> [!NOTE] Definition 1 (Independent Events)
> Let $(\Omega, \mathcal{F}, \mathbb{P})$ be a [[Probability Space|probability space]]. Let $A,B\in \mathcal{F}.$ The events $A$ and $B$ are *independent* iff $\mathbb{P}(A \cap B) = \mathbb{P}(A) \cdot \mathbb{P}(B).$
> [!NOTE] Definition 2 (Independent Events)
> Let $(\Omega, \mathcal{F}, \mathbb{P})$ be a [[Probability Space|probability space]]. Let $A,B\in \mathcal{F}$ such that $\mathbb{P}(A),\mathbb{P}(B)>0.$ The events $A$ and $B$ are *independent* iff $\mathbb{P}(A \mid B) = \mathbb{P}(A)$where $\mathbb{P}(A\mid B)$ denotes the [[Conditional Probability|conditional probability]] of $A$ given $B.$
**Note**: By [[Independence of Events is Symmetric]], $\mathbb{P}(A \mid B)= \mathbb{P}(A)$ iff $\mathbb{P}(B\mid A) = \mathbb{P}(A).$ Furthermore, by [[Equivalence of Definitions of Independent Events]], $\mathbb{P}(A \cap B)= \mathbb{P}(A)\cdot P(B)$ iff $\mathbb{P}(A\mid B)= \mathbb{P}(A).$
# Properties
By [[Independent of Event iff Independent of Complement]], $A$ and $B$ are independent iff $\Omega\setminus A$ and $B$ are independent.

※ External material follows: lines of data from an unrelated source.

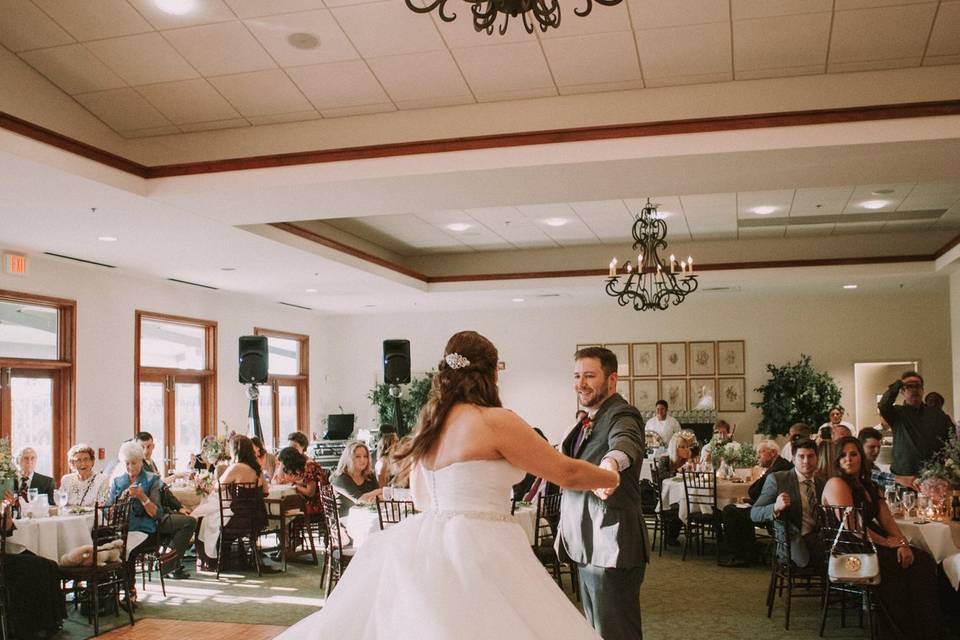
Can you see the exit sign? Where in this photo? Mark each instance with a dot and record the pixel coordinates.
(15, 263)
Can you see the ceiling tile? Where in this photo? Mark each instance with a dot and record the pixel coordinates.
(23, 26)
(588, 59)
(220, 49)
(387, 28)
(339, 84)
(863, 35)
(95, 19)
(188, 101)
(685, 51)
(262, 93)
(504, 68)
(257, 8)
(273, 32)
(945, 38)
(143, 59)
(420, 76)
(73, 69)
(201, 12)
(783, 41)
(123, 109)
(654, 14)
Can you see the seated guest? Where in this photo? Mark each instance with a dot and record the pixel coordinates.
(143, 487)
(35, 606)
(84, 487)
(354, 479)
(306, 476)
(909, 603)
(798, 431)
(791, 499)
(268, 462)
(26, 460)
(738, 528)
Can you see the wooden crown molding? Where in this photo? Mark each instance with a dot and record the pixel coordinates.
(659, 128)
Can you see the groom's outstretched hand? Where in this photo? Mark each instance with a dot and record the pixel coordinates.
(610, 465)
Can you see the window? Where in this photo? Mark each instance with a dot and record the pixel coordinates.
(285, 403)
(176, 382)
(37, 376)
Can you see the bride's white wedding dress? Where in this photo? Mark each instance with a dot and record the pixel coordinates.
(461, 569)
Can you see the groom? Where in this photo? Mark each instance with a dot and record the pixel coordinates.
(603, 532)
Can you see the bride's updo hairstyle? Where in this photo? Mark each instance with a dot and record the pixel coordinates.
(467, 373)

By [[Disjoint Events are Independent iff Probability of one is Zero]], $A \cap B = \emptyset \land \mathbb{P}(A \cap B)=\mathbb{P}(A)\cdot \mathbb{P}(B)$ iff $\mathbb{P}(A) = 0 \lor \mathbb{P}(B)=0.$
# Applications
**Generalisations**: A set of events are [[Pairwise Independent Set of Events|pairwise independent]] iff each pair of events is independent. The set is [[Mutually Independent Set of Events|mutually independent]] iff the probability of the intersection of all subsets of events is the product of their individual probabilities.